How to install prometheus in kubernetes using helm charts for monitoring and installation trouble shooting
Pre-requisites are : kubernetes cluster
Run following command on your cluster
All resources will be deployed in default namespace
$ helm repo add prometheus-community https://prometheus-community.github.io/helm-charts
"prometheus-community" has been added to your repositories
$ helm repo update
Hang tight while we grab the latest from your chart repositories...

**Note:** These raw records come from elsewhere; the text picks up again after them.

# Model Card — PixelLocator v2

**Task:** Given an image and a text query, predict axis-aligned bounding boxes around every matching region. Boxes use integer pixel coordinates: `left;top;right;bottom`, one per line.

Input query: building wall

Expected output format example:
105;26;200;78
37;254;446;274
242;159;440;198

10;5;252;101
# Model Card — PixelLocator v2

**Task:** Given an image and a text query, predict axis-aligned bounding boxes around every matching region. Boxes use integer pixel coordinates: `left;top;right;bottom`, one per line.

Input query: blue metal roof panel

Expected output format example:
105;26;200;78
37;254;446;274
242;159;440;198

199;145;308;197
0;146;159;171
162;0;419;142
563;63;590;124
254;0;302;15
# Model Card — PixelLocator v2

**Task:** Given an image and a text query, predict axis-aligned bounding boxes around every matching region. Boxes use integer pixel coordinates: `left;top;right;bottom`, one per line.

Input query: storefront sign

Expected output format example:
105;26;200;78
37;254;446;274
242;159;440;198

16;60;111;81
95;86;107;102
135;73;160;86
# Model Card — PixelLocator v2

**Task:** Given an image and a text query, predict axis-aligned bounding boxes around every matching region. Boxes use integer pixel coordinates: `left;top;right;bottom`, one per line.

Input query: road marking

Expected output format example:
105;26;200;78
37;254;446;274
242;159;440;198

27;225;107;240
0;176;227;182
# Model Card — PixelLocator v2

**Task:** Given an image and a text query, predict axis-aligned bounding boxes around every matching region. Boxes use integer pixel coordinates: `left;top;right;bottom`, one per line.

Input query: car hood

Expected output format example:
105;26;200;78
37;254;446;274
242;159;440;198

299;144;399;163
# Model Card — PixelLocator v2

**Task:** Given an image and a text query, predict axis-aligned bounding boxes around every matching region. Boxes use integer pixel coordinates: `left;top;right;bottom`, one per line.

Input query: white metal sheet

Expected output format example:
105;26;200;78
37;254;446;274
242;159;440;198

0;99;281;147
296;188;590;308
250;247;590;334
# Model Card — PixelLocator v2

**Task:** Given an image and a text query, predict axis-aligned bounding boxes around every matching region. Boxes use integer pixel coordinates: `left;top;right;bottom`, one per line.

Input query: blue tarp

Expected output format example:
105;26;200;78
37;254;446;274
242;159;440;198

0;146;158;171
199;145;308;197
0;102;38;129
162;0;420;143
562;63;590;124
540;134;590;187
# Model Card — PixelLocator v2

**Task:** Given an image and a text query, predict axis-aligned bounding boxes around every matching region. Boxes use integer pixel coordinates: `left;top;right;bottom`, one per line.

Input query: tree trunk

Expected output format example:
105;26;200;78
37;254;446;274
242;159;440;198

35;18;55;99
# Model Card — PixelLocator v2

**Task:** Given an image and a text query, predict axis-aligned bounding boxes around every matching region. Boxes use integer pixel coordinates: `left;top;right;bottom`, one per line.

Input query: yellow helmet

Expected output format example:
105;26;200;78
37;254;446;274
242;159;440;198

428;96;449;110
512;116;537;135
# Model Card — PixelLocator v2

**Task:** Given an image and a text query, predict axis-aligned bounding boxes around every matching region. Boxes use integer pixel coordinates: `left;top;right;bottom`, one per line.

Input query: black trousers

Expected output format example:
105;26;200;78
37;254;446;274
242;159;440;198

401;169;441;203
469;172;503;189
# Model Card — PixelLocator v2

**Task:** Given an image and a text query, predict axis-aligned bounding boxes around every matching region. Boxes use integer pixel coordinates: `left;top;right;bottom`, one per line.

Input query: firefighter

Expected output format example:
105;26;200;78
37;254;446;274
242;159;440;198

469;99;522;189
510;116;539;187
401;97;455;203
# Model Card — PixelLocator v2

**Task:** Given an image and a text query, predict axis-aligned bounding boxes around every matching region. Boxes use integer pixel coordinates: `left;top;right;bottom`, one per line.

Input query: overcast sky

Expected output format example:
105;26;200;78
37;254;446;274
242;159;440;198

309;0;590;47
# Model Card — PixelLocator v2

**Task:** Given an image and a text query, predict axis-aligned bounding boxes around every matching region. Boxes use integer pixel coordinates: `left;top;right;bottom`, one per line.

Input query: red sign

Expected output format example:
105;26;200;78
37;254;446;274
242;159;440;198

...Successfully got an update from the "prometheus-community" chart repository
Update Complete. ⎈Happy Helming!⎈
$ helm install prometheus prometheus-community/kube-prometheus-stack
NAME: prometheus
LAST DEPLOYED: Thu Mar 21 22:06:48 2024
NAMESPACE: default
STATUS: deployed
REVISION: 1
NOTES:
kube-prometheus-stack has been installed. Check its status by running:
kubectl --namespace default get pods -l "release=prometheus"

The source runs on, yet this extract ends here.